Les zeugmes du dimanche matin et d’Éric Chevillard

«Il n’avait pas signé de partenariat avec une entreprise de pompes funèbres pour la bonne conservation de ses ossements et la composition de la tapenade servie au cours du lunch suivant les obsèques» (p. 75).
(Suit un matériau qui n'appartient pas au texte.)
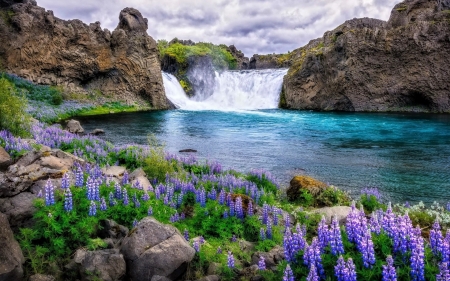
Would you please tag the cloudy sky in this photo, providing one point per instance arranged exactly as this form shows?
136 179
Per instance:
253 26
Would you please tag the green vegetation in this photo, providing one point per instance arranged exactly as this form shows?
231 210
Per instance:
12 109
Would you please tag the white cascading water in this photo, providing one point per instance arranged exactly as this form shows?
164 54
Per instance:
234 90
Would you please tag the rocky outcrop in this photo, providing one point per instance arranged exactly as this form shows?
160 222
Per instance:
11 257
153 248
372 65
38 46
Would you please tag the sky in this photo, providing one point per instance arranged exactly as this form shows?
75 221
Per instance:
253 26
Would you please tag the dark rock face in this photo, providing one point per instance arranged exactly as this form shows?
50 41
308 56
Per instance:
372 65
11 257
124 64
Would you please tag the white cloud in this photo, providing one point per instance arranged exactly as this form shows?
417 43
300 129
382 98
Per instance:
253 26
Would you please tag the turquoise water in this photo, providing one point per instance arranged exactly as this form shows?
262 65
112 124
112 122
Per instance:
407 156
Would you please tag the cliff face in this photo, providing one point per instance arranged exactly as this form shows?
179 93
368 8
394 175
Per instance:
124 64
372 65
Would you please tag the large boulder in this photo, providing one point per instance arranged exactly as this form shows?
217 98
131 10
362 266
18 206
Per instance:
153 248
11 257
5 159
300 183
74 126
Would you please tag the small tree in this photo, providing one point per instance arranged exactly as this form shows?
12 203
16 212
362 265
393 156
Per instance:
13 116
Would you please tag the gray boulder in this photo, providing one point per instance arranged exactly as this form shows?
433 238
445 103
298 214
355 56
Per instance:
11 257
74 127
153 248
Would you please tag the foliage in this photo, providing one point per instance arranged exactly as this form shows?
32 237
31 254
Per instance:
12 109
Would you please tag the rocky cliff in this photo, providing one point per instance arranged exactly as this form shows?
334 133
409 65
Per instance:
372 65
124 64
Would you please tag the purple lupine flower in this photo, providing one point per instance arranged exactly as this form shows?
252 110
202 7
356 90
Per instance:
196 246
288 274
340 269
269 230
186 235
92 209
389 273
239 209
125 197
444 273
65 181
261 263
335 238
68 204
250 209
312 275
125 179
118 191
265 215
322 234
79 177
367 250
103 204
49 193
436 238
230 260
417 255
262 234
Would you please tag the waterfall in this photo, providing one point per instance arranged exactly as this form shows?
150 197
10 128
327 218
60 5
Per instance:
233 90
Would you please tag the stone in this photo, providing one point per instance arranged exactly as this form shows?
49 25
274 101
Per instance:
74 126
299 183
19 209
153 248
97 132
106 265
123 65
5 159
115 171
373 65
11 257
340 211
209 278
41 277
143 181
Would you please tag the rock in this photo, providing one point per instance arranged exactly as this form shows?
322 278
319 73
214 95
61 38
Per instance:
143 181
19 209
106 265
5 159
74 127
111 229
209 278
372 65
41 277
11 257
97 132
84 58
303 182
341 212
153 248
115 171
188 150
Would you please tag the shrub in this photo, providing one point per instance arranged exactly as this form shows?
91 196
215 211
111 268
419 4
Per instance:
12 109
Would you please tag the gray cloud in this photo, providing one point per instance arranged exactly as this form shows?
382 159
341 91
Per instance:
254 26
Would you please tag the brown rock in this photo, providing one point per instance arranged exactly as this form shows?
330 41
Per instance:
11 257
304 182
372 65
124 64
5 159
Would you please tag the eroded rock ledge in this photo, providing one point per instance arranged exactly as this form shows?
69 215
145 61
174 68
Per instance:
373 65
124 64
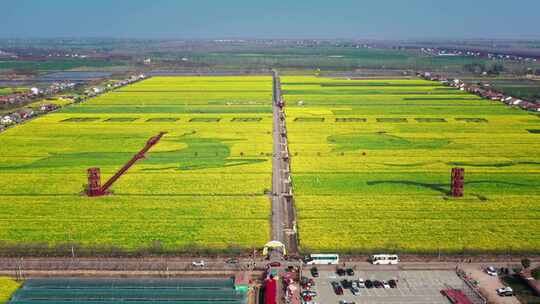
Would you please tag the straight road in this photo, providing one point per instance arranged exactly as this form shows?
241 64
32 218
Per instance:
278 217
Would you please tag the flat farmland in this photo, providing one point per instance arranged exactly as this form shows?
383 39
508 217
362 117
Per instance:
371 162
202 186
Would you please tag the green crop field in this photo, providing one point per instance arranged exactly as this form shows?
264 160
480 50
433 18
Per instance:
202 185
371 162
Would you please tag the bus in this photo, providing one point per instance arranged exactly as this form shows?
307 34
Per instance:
321 259
384 259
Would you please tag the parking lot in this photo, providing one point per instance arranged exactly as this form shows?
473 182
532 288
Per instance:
422 287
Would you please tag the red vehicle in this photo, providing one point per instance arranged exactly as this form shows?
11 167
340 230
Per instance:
273 264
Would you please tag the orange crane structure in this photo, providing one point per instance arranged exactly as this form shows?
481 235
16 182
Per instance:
94 187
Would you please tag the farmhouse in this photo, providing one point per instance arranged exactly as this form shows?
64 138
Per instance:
6 120
47 107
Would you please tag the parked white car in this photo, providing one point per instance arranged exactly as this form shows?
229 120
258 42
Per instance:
491 271
198 263
505 292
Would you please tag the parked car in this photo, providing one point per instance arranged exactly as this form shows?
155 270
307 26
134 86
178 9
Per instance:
198 263
505 292
337 288
309 293
273 264
346 284
491 271
314 272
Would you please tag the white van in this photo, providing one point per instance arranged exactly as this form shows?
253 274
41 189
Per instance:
384 259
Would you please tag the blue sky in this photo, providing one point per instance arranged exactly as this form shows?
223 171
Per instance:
381 19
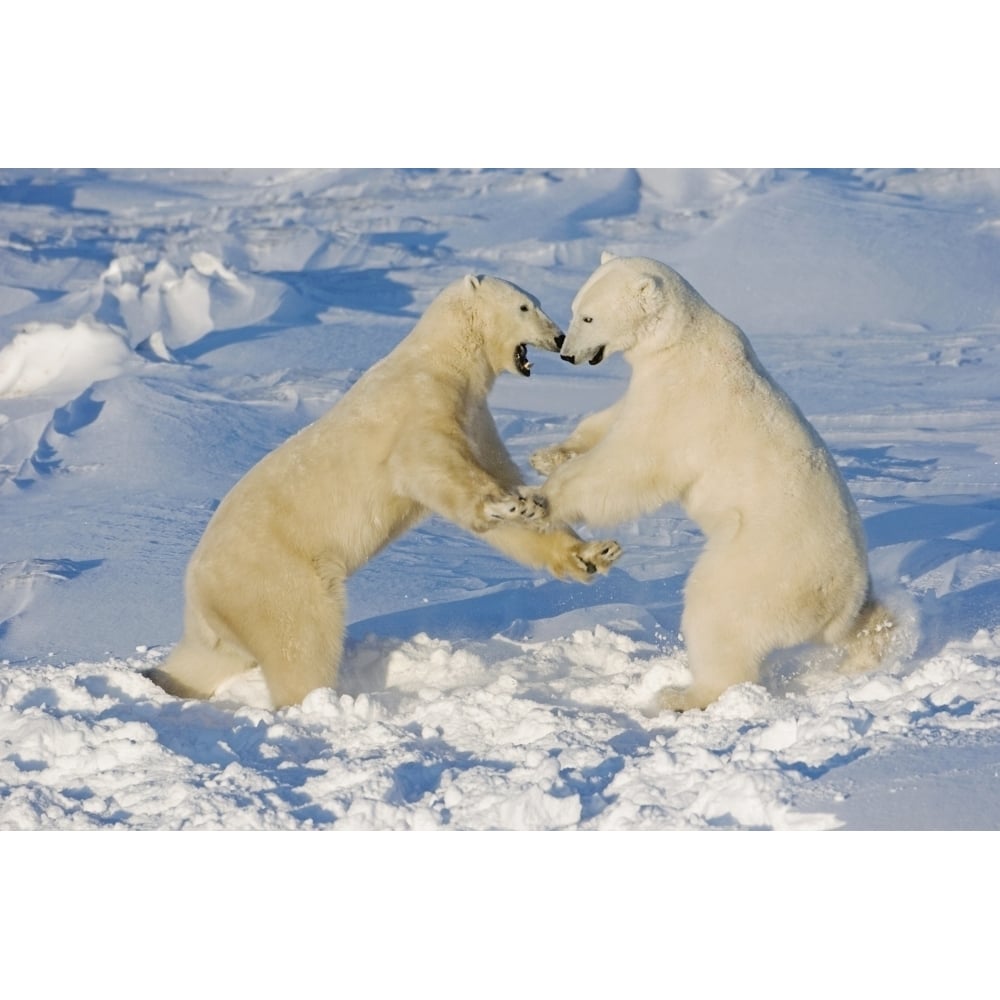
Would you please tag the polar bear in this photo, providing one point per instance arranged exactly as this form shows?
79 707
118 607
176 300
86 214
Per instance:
703 424
266 583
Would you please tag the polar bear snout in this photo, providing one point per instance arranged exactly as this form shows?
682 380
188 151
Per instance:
595 358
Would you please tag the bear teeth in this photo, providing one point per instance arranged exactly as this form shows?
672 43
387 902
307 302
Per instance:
521 362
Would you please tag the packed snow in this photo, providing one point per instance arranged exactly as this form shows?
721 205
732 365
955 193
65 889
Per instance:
162 330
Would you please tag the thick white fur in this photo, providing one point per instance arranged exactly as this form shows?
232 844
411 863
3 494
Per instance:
266 583
703 424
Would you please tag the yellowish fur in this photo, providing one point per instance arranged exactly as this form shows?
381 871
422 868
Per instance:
704 425
413 436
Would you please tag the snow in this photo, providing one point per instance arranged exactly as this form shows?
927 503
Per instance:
160 330
163 330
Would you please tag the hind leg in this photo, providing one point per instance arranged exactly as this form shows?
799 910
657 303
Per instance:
196 669
725 629
719 656
298 637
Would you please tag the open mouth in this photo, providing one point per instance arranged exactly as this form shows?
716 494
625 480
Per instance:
521 362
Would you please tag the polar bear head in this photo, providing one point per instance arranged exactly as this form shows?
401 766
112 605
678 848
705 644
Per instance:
504 321
628 303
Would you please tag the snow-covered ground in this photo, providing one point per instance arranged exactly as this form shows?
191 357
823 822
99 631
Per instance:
161 330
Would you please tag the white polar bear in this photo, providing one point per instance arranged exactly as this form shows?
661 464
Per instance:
266 583
703 424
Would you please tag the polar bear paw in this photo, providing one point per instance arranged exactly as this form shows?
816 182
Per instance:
597 557
546 460
531 507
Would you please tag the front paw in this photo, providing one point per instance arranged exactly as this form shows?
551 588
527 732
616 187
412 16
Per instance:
546 460
531 507
597 557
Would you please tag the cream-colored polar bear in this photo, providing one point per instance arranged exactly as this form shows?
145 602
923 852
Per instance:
266 583
703 424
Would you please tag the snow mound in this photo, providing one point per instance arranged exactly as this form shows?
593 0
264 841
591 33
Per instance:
64 359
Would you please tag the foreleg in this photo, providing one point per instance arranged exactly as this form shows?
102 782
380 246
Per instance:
589 432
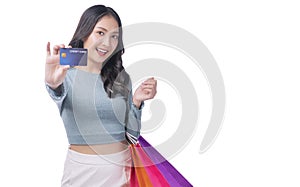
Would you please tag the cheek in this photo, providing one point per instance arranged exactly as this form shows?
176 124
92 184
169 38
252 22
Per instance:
91 41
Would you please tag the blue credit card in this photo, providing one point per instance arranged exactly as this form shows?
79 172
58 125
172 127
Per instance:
73 56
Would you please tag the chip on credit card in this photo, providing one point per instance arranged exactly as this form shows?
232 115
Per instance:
73 56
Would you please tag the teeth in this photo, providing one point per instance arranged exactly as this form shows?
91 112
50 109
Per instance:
101 50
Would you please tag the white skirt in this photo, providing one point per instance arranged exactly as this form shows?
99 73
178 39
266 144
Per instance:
85 170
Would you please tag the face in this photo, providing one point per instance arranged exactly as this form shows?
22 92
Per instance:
103 40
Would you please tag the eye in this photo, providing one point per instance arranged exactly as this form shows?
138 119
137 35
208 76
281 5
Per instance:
116 37
101 33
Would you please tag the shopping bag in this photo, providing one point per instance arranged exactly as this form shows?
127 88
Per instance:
144 172
150 168
169 172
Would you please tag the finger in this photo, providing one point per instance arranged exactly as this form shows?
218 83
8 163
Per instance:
56 48
148 86
150 80
48 49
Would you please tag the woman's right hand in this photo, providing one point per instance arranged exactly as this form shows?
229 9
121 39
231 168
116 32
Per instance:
54 72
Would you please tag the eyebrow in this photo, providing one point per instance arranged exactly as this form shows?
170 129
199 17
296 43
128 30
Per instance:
107 30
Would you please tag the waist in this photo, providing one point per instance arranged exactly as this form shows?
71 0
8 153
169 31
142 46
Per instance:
100 149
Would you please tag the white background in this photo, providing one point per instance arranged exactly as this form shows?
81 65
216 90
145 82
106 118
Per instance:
255 43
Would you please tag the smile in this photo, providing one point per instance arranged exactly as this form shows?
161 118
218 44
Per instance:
101 51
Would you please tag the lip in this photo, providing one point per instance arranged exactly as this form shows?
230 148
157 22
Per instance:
101 52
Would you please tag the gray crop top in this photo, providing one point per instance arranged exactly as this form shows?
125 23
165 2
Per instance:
89 115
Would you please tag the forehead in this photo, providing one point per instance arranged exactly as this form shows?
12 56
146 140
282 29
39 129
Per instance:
108 23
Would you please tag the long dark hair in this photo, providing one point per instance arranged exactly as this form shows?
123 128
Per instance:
115 79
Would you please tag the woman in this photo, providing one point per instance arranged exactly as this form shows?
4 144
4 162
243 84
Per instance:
96 103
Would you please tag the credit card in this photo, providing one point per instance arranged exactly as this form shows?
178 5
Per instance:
73 56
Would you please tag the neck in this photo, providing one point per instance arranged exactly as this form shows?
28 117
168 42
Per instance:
91 68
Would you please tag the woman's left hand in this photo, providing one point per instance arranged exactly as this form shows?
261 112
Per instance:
147 90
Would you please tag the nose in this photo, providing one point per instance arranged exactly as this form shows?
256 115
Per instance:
106 41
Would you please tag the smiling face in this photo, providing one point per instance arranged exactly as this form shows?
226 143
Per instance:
103 40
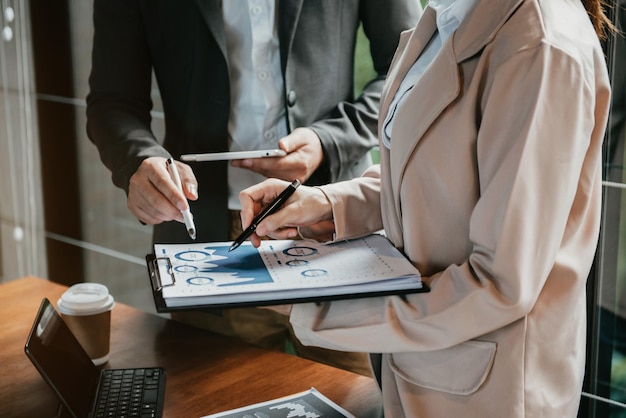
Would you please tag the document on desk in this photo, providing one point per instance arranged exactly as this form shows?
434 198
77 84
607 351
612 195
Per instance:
185 276
310 403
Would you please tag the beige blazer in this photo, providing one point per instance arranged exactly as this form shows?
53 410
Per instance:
492 188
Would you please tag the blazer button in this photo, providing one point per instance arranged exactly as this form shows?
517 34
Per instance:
291 98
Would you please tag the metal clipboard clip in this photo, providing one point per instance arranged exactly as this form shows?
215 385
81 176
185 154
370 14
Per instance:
155 276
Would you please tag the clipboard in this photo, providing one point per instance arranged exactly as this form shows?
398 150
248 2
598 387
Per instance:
206 276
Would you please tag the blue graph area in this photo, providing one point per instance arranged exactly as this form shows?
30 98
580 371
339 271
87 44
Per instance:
247 265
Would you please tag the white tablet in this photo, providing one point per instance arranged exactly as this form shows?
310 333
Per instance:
233 155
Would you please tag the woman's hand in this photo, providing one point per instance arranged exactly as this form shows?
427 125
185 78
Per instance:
307 207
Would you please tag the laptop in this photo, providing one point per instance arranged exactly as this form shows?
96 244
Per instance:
85 391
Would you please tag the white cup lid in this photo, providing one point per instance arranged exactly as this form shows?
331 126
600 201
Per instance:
85 299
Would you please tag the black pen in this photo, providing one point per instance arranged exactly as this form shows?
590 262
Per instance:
273 207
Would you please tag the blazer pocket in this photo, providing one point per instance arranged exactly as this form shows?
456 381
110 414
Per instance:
459 370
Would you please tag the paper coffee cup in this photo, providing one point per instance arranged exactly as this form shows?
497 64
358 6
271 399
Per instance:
86 308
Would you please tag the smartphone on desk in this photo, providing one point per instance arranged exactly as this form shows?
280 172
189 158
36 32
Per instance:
233 155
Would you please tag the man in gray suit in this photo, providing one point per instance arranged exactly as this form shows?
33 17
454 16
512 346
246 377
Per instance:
235 75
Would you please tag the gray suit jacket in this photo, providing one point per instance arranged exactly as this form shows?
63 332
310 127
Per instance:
183 42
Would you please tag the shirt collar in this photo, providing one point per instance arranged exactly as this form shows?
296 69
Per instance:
450 14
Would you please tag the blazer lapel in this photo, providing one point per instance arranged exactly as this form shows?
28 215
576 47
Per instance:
440 84
211 11
289 12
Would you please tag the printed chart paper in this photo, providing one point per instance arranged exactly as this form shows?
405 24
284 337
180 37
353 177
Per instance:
206 273
308 404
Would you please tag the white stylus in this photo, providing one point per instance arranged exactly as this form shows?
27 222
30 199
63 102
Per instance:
187 216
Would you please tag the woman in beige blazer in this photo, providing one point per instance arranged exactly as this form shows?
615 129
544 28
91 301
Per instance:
490 183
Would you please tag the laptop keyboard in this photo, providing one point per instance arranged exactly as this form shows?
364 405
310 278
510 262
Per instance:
131 393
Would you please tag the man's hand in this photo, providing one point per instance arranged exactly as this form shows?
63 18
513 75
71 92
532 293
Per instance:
304 156
153 196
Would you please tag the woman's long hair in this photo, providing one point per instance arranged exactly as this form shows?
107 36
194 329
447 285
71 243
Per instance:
601 23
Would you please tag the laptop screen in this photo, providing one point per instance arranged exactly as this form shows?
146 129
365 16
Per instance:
62 361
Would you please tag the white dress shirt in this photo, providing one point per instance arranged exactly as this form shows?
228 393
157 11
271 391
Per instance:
257 113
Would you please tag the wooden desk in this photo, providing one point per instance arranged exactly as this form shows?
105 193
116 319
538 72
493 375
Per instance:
205 373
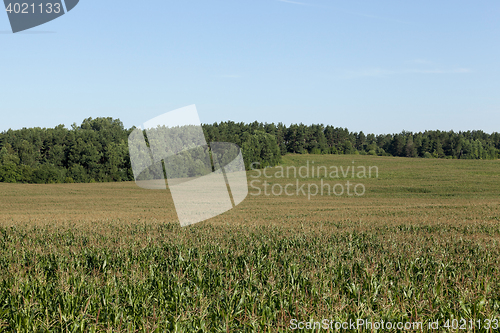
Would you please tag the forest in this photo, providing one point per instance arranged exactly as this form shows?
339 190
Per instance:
97 150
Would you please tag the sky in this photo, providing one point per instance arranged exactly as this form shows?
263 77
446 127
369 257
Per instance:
371 66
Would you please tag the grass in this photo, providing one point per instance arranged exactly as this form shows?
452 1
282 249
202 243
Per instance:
422 244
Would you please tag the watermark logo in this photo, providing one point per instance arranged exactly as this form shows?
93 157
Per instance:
25 15
311 180
205 181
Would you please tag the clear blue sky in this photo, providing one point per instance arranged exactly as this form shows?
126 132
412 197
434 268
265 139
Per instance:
375 66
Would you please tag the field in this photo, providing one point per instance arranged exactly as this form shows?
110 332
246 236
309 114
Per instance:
422 244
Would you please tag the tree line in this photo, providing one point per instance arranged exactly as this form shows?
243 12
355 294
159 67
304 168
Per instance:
97 150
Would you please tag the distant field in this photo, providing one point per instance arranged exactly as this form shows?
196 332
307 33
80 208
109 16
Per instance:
421 244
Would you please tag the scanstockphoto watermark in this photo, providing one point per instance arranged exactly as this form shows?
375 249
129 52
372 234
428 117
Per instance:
359 324
311 180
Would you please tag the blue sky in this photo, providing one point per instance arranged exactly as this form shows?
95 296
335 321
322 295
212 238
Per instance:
375 66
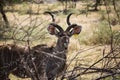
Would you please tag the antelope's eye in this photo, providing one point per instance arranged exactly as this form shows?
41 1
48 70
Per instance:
60 34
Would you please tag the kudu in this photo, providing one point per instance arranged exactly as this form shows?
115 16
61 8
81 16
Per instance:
43 61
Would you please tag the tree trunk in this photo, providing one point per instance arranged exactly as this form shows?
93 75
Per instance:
4 15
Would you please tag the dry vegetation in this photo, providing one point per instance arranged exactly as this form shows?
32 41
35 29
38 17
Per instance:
84 49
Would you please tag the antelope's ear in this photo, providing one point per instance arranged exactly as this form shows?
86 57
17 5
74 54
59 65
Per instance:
76 30
52 30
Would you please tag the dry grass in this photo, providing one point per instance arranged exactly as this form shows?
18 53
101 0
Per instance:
88 23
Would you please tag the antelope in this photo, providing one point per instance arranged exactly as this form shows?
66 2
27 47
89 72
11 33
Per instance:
43 62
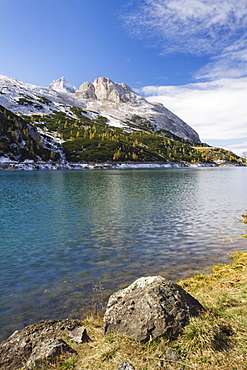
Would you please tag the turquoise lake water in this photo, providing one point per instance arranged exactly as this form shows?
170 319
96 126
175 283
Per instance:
70 238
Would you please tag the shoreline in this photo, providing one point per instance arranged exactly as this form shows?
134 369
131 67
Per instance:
30 165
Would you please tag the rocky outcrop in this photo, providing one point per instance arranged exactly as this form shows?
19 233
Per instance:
150 307
37 344
62 85
105 89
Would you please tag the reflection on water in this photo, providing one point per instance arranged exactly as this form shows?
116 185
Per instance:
62 233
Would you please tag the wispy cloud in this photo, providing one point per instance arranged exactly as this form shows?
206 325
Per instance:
217 109
191 26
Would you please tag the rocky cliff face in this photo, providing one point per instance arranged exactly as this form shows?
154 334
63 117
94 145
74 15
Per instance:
115 101
62 85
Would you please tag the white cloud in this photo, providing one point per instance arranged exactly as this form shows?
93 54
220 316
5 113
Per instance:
194 26
217 110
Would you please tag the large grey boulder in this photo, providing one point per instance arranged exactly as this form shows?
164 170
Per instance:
150 307
36 344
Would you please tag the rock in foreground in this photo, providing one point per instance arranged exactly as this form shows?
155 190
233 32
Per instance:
150 307
36 344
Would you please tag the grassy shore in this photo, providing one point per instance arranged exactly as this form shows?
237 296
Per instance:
216 340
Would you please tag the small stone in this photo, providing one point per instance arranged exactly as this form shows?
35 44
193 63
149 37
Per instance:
150 307
125 366
171 355
48 351
79 335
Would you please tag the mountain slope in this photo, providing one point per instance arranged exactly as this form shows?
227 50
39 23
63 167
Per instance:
102 122
117 102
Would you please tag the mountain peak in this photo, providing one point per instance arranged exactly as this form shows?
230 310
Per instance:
62 85
104 88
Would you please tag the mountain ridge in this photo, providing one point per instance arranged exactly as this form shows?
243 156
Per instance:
117 102
103 122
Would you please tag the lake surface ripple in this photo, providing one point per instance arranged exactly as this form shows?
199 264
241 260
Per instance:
70 238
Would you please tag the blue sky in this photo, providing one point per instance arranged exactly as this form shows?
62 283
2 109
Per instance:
189 54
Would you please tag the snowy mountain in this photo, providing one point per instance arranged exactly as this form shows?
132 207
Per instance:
103 123
115 101
62 85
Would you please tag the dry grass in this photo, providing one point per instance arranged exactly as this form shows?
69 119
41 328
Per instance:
216 340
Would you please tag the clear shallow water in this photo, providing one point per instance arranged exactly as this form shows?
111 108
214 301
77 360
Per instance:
67 237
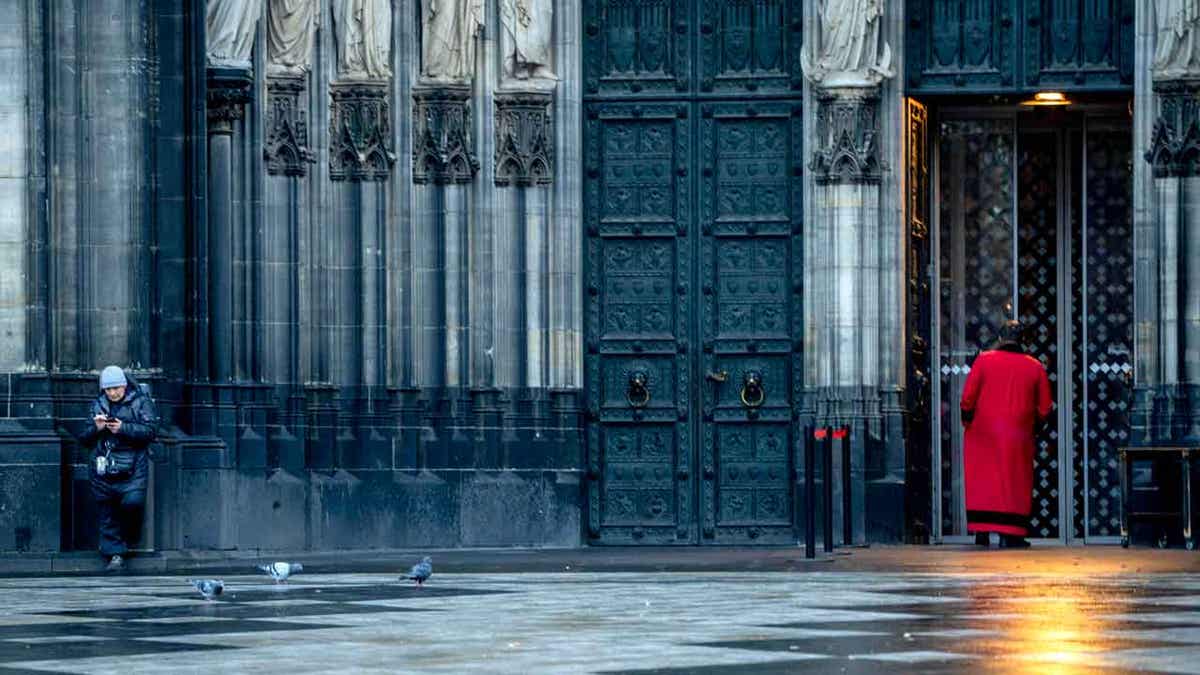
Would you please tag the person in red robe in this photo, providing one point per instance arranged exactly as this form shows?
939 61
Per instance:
1006 399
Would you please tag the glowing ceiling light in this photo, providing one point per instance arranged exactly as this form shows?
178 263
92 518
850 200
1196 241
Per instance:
1048 99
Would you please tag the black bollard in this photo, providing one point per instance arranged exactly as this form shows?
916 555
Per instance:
827 488
810 525
847 521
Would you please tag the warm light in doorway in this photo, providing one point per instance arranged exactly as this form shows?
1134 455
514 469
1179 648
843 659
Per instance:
1048 99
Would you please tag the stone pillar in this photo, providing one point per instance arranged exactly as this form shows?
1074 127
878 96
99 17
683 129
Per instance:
228 91
360 160
287 156
525 169
1167 228
853 254
444 166
841 272
1174 155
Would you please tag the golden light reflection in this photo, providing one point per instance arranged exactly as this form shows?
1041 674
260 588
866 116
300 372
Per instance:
1048 99
1045 626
«Les Frères de l’ordre de Saint-Maxence qui dirigeaient l’établissement où j’ai accompli ma scolarité cultivaient non seulement nos esprits impressionnables — irrémédiablement lésés par leur enseignement —, mais aussi un vaste potager qui jouxtait le cimetière où ils s’ensevelissaient quelques jours après leur trépas» (p. 105).

«Avant de perdre la mémoire, la raison et ma dernière dent, je suis mort» (p. 112).

Éric Chevillard, Juste ciel, Paris, Éditions de Minuit, 2015, 141 p.

Le zeugme du dimanche matin et de Jean-Claude Germain

«La Charlotte électrique : un conte de Noël tropical pour toutes les filles pardues dans a’brume, dans a’neige ou dans l’vice.»

Jean-Claude Germain, Diguidi, diguidi, ha ! ha ! ha ! [suivi de] Si les Sansoucis s’en soucient, ces Sansoucis-ci s’en soucieront-ils ? Bien parler, c’est se respecter !, introduction de Robert Spickler, Montréal, Leméac, coll. «Théâtre québécois», 24, 1972, 194 p., p. 28.

Les zeugmes du dimanche matin et de David Goudreault

«Je lisais, donc. Dans l’autobus, dans mon coin de la cour de récréation, dans les maisons où on me trimbalait, aux toilettes et dans mes insomnies» (p. 20).

«S’ils débusquaient un homme dans sa vie ou dans son appartement sans avoir été prévenus, ça compromettrait le retour de ses enfants» (p. 50).

«J’ai laissé ma mère abandonner ses résistances et sa petite culotte […]» (p. 92).

«Bonne idée d’aller travailler. Ça m’a remonté le moral et le budget» (p. 136).

«Et s’il avait la très mauvaise idée de m’attaquer, j’exécuterais ma menace et lui-même» (p. 150).

«Elle m’embrassait avec beaucoup de passion et de langue» (p. 168).

«J’en étais à ce stade de constatation, fomentant l’idée de l’inviter à prendre un verre et son pied» (p. 183).

«De toute manière, je devais reprendre contact avec elle, en personne et en vitesse» (p. 200).

David Goudreault, la Bête à sa mère, Montréal, Stanké, 2015, 231 p.